As if bees weren’t having a hard enough time of it lately, now there’s this: According to a report released last week by Food Safety News, the vast majority of store-bought honey sold in this country isn’t technically honey.
You see, the Food and Drug Administration requires any product labeled “honey” to contain pollen, which is reasonable enough. Unfortunately, many manufacturers seem to disagree—testing done for Food Safety News revealed that 76 percent of grocery store products claiming to be honey do not actually contain pollen. Instead, the substance lurking within the confines of those innocent-looking plastic bears is merely ultrafiltered golden sludge that probably came from China.
Ultrafiltering is a process that waters down honey and removes much of its nutritional value along with its pollen. The reason that Chinese producers love ultrafiltering is simple: honey laundering.
Like American corn, Chinese honey is cheap and heavily subsidized. In 2001, the Federal Trade Commission began imposing high tariffs on it because its abundance on the U.S. market had been driving American honey producers out of business. Since pollen is the only sure way to determine where honey originates, ultrafiltering has made it possible for the Chinese to continue dumping their honey on the U.S., often by channeling it through other countries.
And if that’s not shady enough, Chinese honey has been found to contain illegal animal antibiotics. A decade ago, tainted honey that came to the U.S. through Canada was sold to Smucker’s and Sara Lee, resulting in the recall of 12,000 cases of honey and a half-million loaves of bread.
A rep for the FDA told FSN that the organization hasn’t halted any honey imports because it has “yet to detect ‘ultra-filtered’ honey.” But should it be detected, “we will refuse entry.” Given that many in the honey industry expressed doubt that the FDA checks more than five percent of honey imports, that’s cold comfort for both consumers and bees.
Until the FDA steps up its game, you might want to be careful about where you buy. Food Safety News's tests, which were conducted by “one of the nation’s premier melissopalynologists,” found that 100 percent of honey sampled from big drugstore chains contained no pollen, as did 77 percent of the honey from big-box stores like Walmart and Costco, and 76 percent of the honey from grocery chains including Kroger, Safeway, and Giant Eagle.

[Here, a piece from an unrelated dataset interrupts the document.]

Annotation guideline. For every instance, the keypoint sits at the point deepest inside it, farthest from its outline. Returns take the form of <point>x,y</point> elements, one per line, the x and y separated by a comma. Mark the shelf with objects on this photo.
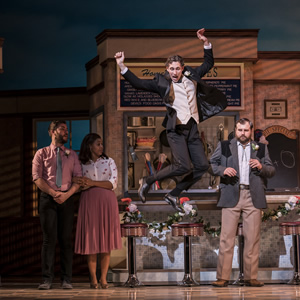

One bee expert told FSN that “unless you’re buying from a beekeeper, you’re at risk.”
The good news is that consumers do have a modicum of power: All of the honey FSN sampled from food co-ops, farmers’ markets, and “natural” chains like Trader Joe’s and PCC contained the full amount of pollen. And while those sources won’t do much to stem the tide of dodgy honey flowing from China, it’s probably best to take sweet relief where you can find it.